Jalal Sharafi foi solto um dia antes de o governo do presidente iraniano, Mahmud Ahmadinejad, libertar 15 marinheiros e fuzileiros navais britânicos que haviam sido capturados no Golfo Pérsico, segundo Teerã, após invadirem o território do Irã. Na sexta-feira, os marinheiros negaram ter invadido as águas iranianas. Eles alegaram que escreveram cartas e gravaram declarações à TV iraniana admitindo a invasão, pois sofreram constantes pressões psicológicas.

Sharafi, que retornou ao Irã na quarta-feira, disse que agentes americanos o questionaram sobre as relações do Irã com o Iraque e a assistência iraniana a grupos iraquianos, e o torturaram durante o interrogatório, de acordo com a TV.

O diplomata foi seqüestrado em 4 de fevereiro por homens uniformizados em Karrada, um bairro de Bagdá controlado por xiitas, dias após o presidente George W. Bush acusar o Irã de dar apoio a milícias iraquianas.

¿Assim que eles ouviram minha resposta de que o Irã tem somente relações oficiais com o governo e funcionários iraquianos, eles intensificaram as torturas e usaram diferentes métodos por dias e noites¿, disse o diplomata. De acordo com o apresentador da TV iraniana, Sharafi, segundo secretário na Embaixada do Irã em Bagdá, disse que foi seqüestrado por agentes de uma organização iraquiana que atua sob a supervisão da CIA. A TV disse que os sinais de tortura ainda são visíveis e Sharafi está sendo tratado em um hospital.
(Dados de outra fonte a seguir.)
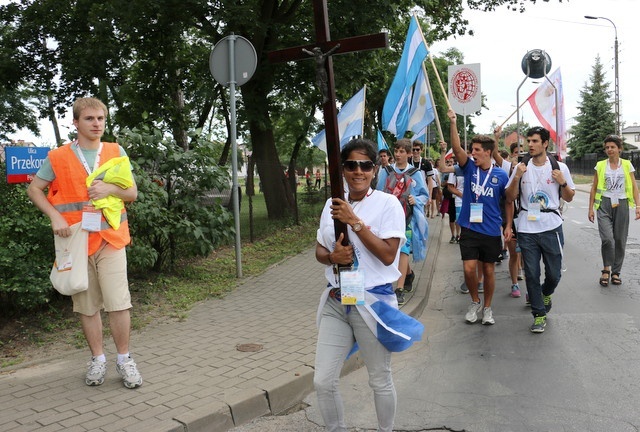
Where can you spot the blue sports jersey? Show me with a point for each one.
(489, 196)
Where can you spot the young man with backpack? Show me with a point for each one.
(538, 183)
(407, 183)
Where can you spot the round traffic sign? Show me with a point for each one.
(244, 63)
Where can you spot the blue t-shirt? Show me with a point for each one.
(489, 196)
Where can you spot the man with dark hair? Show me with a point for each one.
(539, 188)
(480, 219)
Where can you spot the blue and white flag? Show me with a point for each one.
(382, 143)
(395, 113)
(350, 121)
(421, 114)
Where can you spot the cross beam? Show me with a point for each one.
(322, 51)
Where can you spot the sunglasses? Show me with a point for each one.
(351, 165)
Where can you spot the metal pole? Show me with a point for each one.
(234, 154)
(616, 80)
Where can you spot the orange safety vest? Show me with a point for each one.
(68, 194)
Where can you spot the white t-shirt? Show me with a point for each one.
(615, 181)
(383, 215)
(458, 182)
(537, 185)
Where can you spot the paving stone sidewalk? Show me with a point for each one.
(196, 376)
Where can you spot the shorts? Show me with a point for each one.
(406, 248)
(108, 283)
(452, 211)
(478, 246)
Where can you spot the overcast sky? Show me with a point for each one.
(502, 38)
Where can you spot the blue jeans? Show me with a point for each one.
(548, 246)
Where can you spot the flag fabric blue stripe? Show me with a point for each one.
(350, 121)
(422, 113)
(395, 113)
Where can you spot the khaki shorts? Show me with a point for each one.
(108, 284)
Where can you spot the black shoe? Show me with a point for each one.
(400, 297)
(408, 282)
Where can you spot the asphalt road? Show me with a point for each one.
(581, 374)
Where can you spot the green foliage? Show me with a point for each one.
(596, 118)
(171, 216)
(26, 254)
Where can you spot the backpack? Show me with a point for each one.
(554, 165)
(399, 185)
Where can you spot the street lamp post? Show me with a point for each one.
(617, 83)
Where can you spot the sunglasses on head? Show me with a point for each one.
(352, 165)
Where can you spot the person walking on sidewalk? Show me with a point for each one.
(359, 301)
(64, 173)
(539, 186)
(407, 183)
(480, 219)
(614, 191)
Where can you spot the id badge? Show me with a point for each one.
(476, 213)
(533, 213)
(91, 218)
(352, 287)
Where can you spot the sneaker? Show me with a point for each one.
(408, 282)
(400, 297)
(96, 372)
(487, 316)
(128, 370)
(464, 289)
(539, 323)
(472, 312)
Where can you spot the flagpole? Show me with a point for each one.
(515, 111)
(433, 102)
(444, 92)
(364, 109)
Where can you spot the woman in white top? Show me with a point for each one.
(614, 191)
(365, 268)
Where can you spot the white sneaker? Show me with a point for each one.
(96, 372)
(128, 370)
(472, 312)
(487, 316)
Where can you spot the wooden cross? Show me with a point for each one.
(322, 51)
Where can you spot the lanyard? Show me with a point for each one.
(96, 164)
(480, 189)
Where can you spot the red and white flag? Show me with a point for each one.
(543, 103)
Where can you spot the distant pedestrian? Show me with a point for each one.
(406, 182)
(539, 185)
(613, 192)
(64, 175)
(360, 277)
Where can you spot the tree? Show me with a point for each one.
(148, 60)
(595, 119)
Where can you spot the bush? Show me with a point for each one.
(27, 251)
(170, 217)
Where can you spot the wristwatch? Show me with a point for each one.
(357, 226)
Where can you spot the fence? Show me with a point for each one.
(586, 164)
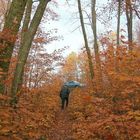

Ele disse ter sido abordado enquanto fazia compras em uma rua de Bagdá. Segundo Sharafi, os agentes lhe mostraram identificação do Ministério de Defesa iraquiano e usavam veículos dos EUA. O diplomata disse que foi levado a uma base perto do aeroporto de Bagdá e interrogado em árabe e inglês, mas não deu detalhes sobre seus captores ou suas nacionalidades. ¿Mais tarde, eles me libertaram sob pressão de funcionários do governo iraquiano e me deixaram perto do aeroporto¿, disse Sharafi, segundo a TV estatal.

O Irã pediu à Grã-Bretanha que responda com um gesto de boa vontade à libertação dos 15 marinheiros. O embaixador do Irã em Londres, Rasoul Movahedian, disse em entrevista publicada ontem pelo Financial Times que a captura dos marinheiros não estava relacionada ao seqüestro de Sharafi ou dos cinco iranianos presos em janeiro pelos EUA no Curdistão iraquiano, mas disse que Londres poderia usar sua influência para obter a libertação dos detidos.

Ainda ontem, o Vaticano informou que o papa enviou uma carta a Ahmadinejad pedindo que libertasse os marinheiros antes da Semana Santa. Não se sabe se o apelo foi um fator decisivo para a libertação.